Chapter 10. The surgery of labour

Table of Contents
Obstetric anaesthesia
Delay in labour
Obstructed labour
Managing an obstructed labour
Vacuum extraction
Destructive operations
Which kind of Caesarean section?
Lower segment Caesarean section
Difficulties with Caesarean section
Classical Caesarean section
Extraperitoneal Caesarean section
Which is it to be? Elective section, ''trial of scar', or section early in labour?
Injuries of the birth canal
Old third-degree tears
Rupture of the uterus
Vesicovaginal fistulae (VVFs)
Rectovaginal fistulae (RVFs)

.1 The two worlds of obstetrics If labour does not proceed normally, you will have to intervene and help a mother.
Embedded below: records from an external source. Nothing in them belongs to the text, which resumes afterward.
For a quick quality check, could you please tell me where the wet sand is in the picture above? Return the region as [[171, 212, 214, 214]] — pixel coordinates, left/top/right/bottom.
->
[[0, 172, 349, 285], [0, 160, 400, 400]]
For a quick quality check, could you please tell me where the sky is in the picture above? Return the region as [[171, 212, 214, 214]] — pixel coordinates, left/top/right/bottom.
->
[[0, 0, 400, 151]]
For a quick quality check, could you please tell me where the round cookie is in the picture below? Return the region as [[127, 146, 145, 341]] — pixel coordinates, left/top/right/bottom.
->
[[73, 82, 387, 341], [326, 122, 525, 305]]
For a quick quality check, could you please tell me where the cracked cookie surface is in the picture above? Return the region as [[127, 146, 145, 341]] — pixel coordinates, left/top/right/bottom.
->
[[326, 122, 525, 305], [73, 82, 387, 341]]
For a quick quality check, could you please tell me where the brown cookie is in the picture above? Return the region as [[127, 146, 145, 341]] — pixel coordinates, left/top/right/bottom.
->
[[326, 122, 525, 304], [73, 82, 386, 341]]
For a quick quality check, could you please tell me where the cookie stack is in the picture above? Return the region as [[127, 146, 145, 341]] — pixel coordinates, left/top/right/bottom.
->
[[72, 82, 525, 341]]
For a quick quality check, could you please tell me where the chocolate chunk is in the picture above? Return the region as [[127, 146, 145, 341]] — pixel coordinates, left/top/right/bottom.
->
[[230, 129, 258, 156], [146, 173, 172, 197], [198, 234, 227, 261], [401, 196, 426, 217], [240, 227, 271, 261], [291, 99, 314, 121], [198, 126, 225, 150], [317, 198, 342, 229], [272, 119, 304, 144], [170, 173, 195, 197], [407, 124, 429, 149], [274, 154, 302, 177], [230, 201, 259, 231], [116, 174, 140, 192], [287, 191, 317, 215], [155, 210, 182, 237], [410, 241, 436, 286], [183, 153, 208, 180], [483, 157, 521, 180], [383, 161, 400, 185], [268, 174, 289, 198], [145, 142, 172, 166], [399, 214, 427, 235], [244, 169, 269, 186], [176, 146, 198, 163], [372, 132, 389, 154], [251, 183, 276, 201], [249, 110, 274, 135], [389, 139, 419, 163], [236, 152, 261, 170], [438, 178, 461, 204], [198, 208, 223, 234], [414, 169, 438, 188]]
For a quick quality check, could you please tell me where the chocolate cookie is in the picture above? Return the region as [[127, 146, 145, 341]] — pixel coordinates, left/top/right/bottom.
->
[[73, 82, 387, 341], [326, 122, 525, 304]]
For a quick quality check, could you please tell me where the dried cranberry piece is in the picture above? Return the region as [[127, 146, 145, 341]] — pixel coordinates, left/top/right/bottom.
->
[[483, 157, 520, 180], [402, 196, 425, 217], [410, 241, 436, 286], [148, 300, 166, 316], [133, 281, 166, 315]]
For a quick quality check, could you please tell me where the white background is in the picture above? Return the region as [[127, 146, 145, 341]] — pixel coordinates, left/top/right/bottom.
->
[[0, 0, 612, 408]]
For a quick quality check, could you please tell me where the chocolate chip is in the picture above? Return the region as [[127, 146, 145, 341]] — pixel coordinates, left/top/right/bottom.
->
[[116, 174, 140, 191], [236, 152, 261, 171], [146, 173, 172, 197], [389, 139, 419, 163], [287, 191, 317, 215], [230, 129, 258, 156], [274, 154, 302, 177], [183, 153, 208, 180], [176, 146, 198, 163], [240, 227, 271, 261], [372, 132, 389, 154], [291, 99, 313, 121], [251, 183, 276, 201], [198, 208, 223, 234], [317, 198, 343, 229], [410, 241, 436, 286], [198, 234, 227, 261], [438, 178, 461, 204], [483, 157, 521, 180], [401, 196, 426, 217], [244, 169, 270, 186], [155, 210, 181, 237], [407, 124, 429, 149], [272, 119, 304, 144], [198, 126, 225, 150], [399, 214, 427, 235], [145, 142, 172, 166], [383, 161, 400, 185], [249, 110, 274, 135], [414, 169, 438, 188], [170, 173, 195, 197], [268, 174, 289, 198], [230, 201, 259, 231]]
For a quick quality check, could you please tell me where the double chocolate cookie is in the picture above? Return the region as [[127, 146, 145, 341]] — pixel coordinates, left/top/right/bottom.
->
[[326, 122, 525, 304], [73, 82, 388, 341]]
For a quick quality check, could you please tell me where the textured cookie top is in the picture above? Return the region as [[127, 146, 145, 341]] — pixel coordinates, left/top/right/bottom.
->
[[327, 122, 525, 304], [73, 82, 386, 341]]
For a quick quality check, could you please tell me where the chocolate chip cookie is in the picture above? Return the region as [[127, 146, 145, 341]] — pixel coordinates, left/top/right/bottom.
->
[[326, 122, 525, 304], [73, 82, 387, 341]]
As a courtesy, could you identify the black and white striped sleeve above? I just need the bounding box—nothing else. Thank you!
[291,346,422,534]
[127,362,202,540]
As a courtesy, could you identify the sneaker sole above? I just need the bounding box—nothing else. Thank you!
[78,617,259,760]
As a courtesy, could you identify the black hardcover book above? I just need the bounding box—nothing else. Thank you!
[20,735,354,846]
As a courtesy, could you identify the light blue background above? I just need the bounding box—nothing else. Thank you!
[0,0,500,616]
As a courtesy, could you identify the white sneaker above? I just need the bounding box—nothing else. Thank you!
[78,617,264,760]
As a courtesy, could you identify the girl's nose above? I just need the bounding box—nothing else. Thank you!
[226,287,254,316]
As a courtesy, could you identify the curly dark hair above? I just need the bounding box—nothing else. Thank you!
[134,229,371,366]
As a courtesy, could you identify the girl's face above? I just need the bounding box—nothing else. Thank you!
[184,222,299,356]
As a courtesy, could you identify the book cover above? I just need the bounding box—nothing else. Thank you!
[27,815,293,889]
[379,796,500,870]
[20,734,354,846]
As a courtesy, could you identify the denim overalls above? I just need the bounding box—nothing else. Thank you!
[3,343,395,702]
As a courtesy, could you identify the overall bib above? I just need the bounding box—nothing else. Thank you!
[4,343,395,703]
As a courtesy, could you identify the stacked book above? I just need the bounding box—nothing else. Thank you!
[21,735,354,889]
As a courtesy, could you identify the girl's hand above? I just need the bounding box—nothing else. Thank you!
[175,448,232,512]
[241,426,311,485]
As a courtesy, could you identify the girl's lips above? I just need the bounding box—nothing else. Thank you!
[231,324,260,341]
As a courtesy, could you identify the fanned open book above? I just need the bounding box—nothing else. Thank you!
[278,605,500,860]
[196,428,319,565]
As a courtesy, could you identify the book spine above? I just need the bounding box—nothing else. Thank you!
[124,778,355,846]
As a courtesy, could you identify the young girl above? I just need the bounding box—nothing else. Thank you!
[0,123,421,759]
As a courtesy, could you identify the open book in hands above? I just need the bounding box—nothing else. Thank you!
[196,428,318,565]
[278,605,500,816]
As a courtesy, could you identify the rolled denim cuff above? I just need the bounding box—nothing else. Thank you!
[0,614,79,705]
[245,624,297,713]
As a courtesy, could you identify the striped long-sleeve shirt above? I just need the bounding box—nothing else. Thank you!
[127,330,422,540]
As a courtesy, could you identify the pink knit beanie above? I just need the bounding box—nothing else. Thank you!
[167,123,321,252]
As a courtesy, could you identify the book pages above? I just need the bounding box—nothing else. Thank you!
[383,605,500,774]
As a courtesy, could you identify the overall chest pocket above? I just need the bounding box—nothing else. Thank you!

How best you should do this, and what methods you should use, depends greatly on where in the scale of advantage and disadvantage she is. This has been beautifully described by John Lawson:

[em]Obstetrically, there are now two worlds, with pockets of one world in the other, and every gradation between the two. In the advantaged industrial world Caesarean section is now so safe that it has done much to change the whole pattern of obstetrics there. In that world obstetric services are good, and theatres and blood banks well organised. If a mother needs a Caesarean section, it is done by a skilled obstetrician and an experienced anaesthetist. Antenatal care is available everywhere, transport is easy, and most mothers are sufficiently educated to understand why they should have a hospital delivery if they need one. Most of them only plan to have two or three children anyway, and are not frightened by the possibility that Caesarean section might reduce their chances of having any more. Just because it is so safe, it is used electively for between 5 and 10% of mothers as a means of anticipating difficulty, rather than dealing with disaster. It is done so efficiently that traumatic vaginal deliveries and perinatal deaths from birth injury have almost disappeared.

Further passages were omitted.